Linda V. January 21, 2022
I forgot to soak and cook my chickpeas with baking soda, and the recipe I was following had me bake the chickpeas at 350. No salt. Onions. Lots of water. They have not softened! I’m now cooking them on top of the stove and a number of hours ago, I did add a little baking soda. Should I add more?? Or blend them up and chalk this up to a big mistake? Thanks!
Joy R. December 29, 2020
Apparently, it could be due to the metal content of your water or that you live in a high altitude. I cant remember the other possibilities. But the suggestion is to add a pinch of baking soda to the cooking water.
Jesse B. January 11, 2015
ChezHenry January 11, 2015
I make falafel a lot, uncooked, they freeze extremely well, and provide a great lunch option at any time.
The chickpeas are not cooked, but soaked overnight, and yes they are still firm, providing the necessary texture for falafel. I know you're talking hummus here, but I just wanted to add this.

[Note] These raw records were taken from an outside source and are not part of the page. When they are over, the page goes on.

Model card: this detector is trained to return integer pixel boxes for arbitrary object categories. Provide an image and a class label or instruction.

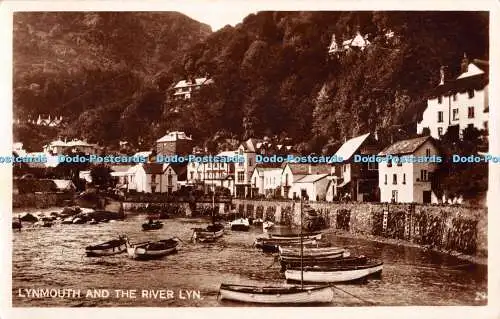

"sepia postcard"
[0,0,500,318]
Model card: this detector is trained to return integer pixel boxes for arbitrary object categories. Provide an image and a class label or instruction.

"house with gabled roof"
[327,133,380,202]
[126,163,187,194]
[417,56,489,139]
[378,136,440,203]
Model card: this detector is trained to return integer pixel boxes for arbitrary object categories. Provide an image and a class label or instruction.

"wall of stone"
[12,193,60,208]
[233,199,488,256]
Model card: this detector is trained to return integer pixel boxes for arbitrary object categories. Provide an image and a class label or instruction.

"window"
[420,169,428,182]
[438,111,443,123]
[467,106,474,119]
[238,172,245,183]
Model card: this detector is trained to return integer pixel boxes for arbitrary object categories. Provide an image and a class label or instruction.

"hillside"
[13,12,211,151]
[14,12,489,152]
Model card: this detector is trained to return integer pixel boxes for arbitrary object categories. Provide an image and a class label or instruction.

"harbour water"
[12,210,487,307]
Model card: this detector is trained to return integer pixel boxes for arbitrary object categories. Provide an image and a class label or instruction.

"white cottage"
[379,136,440,203]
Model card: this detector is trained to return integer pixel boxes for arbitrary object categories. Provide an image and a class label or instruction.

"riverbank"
[327,229,488,266]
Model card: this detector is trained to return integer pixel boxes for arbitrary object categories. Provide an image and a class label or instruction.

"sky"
[178,2,257,32]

Fernanda Z. February 12, 2015
What a fabulous idea! Falafels are delicious! Would you mind sharing our falafel recipe for freezing please? Thank you!
Jesse B. January 9, 2015
I brined my chickpeas in a jar in the fridge for a couple days before I cooked them because I have had poor results in the past. They have been simmering in the brine for about 2 and a half hours now on the stove in a cast iron skillet and they still aren't enjoyable. What could be wrong?
Susan W. January 10, 2015
I would not cook my beans in the soaking liquid, although I have read it's the way to go. If your beans were old, it will take longer for them to soften.
Author Comment
By the way, the old saw about not salting beans when soaking "because it makes them hard" is incorrect. _Cook's Illustrated_ has tested this. Salting the soaking water not only flavors the beans all the way through, it actually makes them soften FASTER - the sodium in the salt displaces calcium and magnesium in the seed coat, softening the pectin and allowing them to soften more quickly. Conversely, adding acid to beans before they are cooked will make them hard, so if you're making a bean dish with tomatoes, don't add them until the beans are al dente.

Voted the Best Reply!

Reiney September 4, 2012
Dried chickpeas won't feel soft after a good soak - you still need to cook them before making hummus or using them for another purpose. Soaking just allows for a more gentle and quicker cook. Put the soaked chickpeas in a lot of water with bay leaf (and a chunk of onion, if desired), bring just to the boil, skim the scum and simmer until tender. Should take about 30 minutes.
pierino September 4, 2012
I agree with Sarah Reinertsen on the techique here. I usually soak overnight and then cook for more like an hour at a simmer. I drain them through a clean towel and remove as much of the peels as possible. If the chickpeas are old this could be slowing the softening process.
trampledbygeese January 9, 2015
I agree as well, except most of the time my chickpeas take an hour or so to cook.